Nikolas Ferreira faz defesa apenas protocolar de Flávio Bolsonaro sobre o caso do pedido de dinheiro a Vorcaro
Foto: Beto Barata/PL

O deputado federal Nikolas Ferreira (PL-MG), um dos principais expoentes do campo ideológico e político da direita, só foi comentar as conversas envolvendo o senador Flávio Bolsonaro (PL-RJ) e o banqueiro Daniel Vorcaro no final da noite desta quarta-feira (13). Nikolas, que há meses vem sendo criticado pela família Bolsonaro e seus seguidores de pouco se engajar na campanha presidencial do senador do PL, em postagem nas redes, fez uma defesa apenas protocolar do presidenciável do seu partido. 

 

“Não acredito em condenações precipitadas, assim como também acredito que transparência é sempre o melhor caminho. Flávio deu sua versão dos fatos e afirmou não haver qualquer ilegalidade em sua conduta”, disse Nikolas.

 

Após citar que Flávio Bolsonaro havia apresentado sua defesa a respeito do pedido de dinheiro ao dono do Banco Master para financiar um filme sobre o ex-presidente Jair Bolsonaro, Nikolas Ferreira passou a relembrar outros escândalos, inclusive envolvendo o governo Lula.

 

“São muitos os escândalos que nosso país vem sofrendo. São notícias diárias de proporções gigantescas, como o escândalo do INSS ou dos contratos milionários envolvendo o Banco Master e ministros, além de pessoas ligadas ao Governo Lula”, afirmou o deputado.

 

Na parte final de sua postagem, o deputado do PL de Minas Gerais segue a mesma linha de defesa feita por diversos outros parlamentares e influenciadores de direita, comparando o dinheiro pedido por Flávio a outros filmes que teriam sido financiados pelo banco, sobre as vidas do presidente Lula e do ex-presidente Michel Temer. Nikolas Ferreira também segue na mesma linha adotada por Flávio Bolsonaro, de exigir a instalação da CPI do Banco Master.

 

“A pergunta que fica é: por que nenhuma tem a repercussão e indignação do que aconteceu hoje?

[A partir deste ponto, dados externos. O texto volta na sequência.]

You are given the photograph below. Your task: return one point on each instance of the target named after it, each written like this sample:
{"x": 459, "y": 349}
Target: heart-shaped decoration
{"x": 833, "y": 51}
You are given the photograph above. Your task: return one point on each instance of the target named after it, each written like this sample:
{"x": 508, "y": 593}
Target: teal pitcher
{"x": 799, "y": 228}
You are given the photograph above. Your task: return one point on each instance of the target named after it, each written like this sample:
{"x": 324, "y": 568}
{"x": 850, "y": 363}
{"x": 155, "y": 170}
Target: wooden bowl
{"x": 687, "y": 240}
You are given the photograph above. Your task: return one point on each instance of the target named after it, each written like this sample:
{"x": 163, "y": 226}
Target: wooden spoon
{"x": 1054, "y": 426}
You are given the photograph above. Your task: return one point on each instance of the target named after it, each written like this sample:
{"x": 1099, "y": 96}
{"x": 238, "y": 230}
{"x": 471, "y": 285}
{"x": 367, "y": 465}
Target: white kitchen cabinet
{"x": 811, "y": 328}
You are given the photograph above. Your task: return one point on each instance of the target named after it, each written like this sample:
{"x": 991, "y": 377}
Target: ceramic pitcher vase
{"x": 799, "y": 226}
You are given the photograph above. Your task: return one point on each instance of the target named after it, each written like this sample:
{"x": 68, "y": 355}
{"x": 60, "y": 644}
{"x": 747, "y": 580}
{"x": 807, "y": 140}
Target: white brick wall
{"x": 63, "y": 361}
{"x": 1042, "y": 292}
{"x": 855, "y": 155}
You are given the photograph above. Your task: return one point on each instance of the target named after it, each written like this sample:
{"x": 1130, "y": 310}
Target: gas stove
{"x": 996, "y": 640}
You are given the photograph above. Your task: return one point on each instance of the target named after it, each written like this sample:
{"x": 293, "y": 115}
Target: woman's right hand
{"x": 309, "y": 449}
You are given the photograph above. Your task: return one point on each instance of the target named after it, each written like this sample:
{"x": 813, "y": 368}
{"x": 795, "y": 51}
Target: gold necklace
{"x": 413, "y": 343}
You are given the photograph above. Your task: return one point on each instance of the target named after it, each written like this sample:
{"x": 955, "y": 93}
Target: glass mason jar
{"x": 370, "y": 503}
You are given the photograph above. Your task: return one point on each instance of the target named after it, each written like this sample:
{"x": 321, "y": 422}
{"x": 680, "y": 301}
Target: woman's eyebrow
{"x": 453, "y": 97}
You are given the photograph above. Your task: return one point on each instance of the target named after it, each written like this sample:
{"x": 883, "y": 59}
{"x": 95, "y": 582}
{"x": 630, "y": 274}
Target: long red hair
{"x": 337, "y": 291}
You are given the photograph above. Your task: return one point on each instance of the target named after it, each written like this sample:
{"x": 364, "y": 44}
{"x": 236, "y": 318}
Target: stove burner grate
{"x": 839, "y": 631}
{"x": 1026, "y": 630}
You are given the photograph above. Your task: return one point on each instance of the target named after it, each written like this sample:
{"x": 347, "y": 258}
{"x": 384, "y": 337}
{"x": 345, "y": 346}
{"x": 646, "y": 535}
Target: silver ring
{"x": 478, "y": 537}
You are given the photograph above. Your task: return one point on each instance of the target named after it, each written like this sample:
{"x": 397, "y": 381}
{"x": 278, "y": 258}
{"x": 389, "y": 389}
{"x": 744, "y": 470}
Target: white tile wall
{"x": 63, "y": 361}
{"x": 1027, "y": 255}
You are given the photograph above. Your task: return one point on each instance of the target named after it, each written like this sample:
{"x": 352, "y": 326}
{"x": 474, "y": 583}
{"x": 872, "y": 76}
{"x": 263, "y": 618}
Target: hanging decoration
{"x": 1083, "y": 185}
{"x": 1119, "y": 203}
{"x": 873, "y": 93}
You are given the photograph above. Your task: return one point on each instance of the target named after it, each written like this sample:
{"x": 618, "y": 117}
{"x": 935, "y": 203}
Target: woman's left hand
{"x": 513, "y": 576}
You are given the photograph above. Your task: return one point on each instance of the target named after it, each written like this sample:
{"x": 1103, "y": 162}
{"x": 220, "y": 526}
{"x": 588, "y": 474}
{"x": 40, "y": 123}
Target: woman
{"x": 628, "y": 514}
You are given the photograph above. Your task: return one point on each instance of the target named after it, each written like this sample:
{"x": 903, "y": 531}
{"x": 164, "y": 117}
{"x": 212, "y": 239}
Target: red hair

Ou melhor: porque não há a mesma intenção de criminalizar o financiamento dos filmes de Lula e Temer feitos por Vorcaro? São essas e outras milhares de perguntas que precisam ser esclarecidas. Só há uma forma de elucidar todos os fatos envolvendo o Banco Master e as ações do Vorcaro: a instalação da CPMI. Quem agora silenciar, estará acusando o seu medo e, consequentemente, sua culpa”, concluiu o deputado. 

 

Nesse trecho da sua postagem, o deputado Nikolas Ferreira faz referência a uma informação divulgada nesta quarta pelo jornalista Lauro Jardim, do site de O Globo, de que Daniel Vorcaro teria injetado recursos nos filmes “963 dias — A história de um presidente que recolocou o Brasil nos trilhos”, sobre a gestão de Michel Temer, e “Lula”, um documentário dirigido em 2024 por Oliver Stone.

 

Após a divulgação da nota, o jornalista Lauro Jardim informou que recebeu resposta do produtor do documentário sobre Temer, negando ter pedido dinheiro a Vorcaro. Jardim também reproduziu nota da Secretaria de Comunicação da Presidência da República afirmando que não houve qualquer pedido, nem do presidente Lula e nem do governo federal, para o financiamento do documentário do cineasta Oliver Stone.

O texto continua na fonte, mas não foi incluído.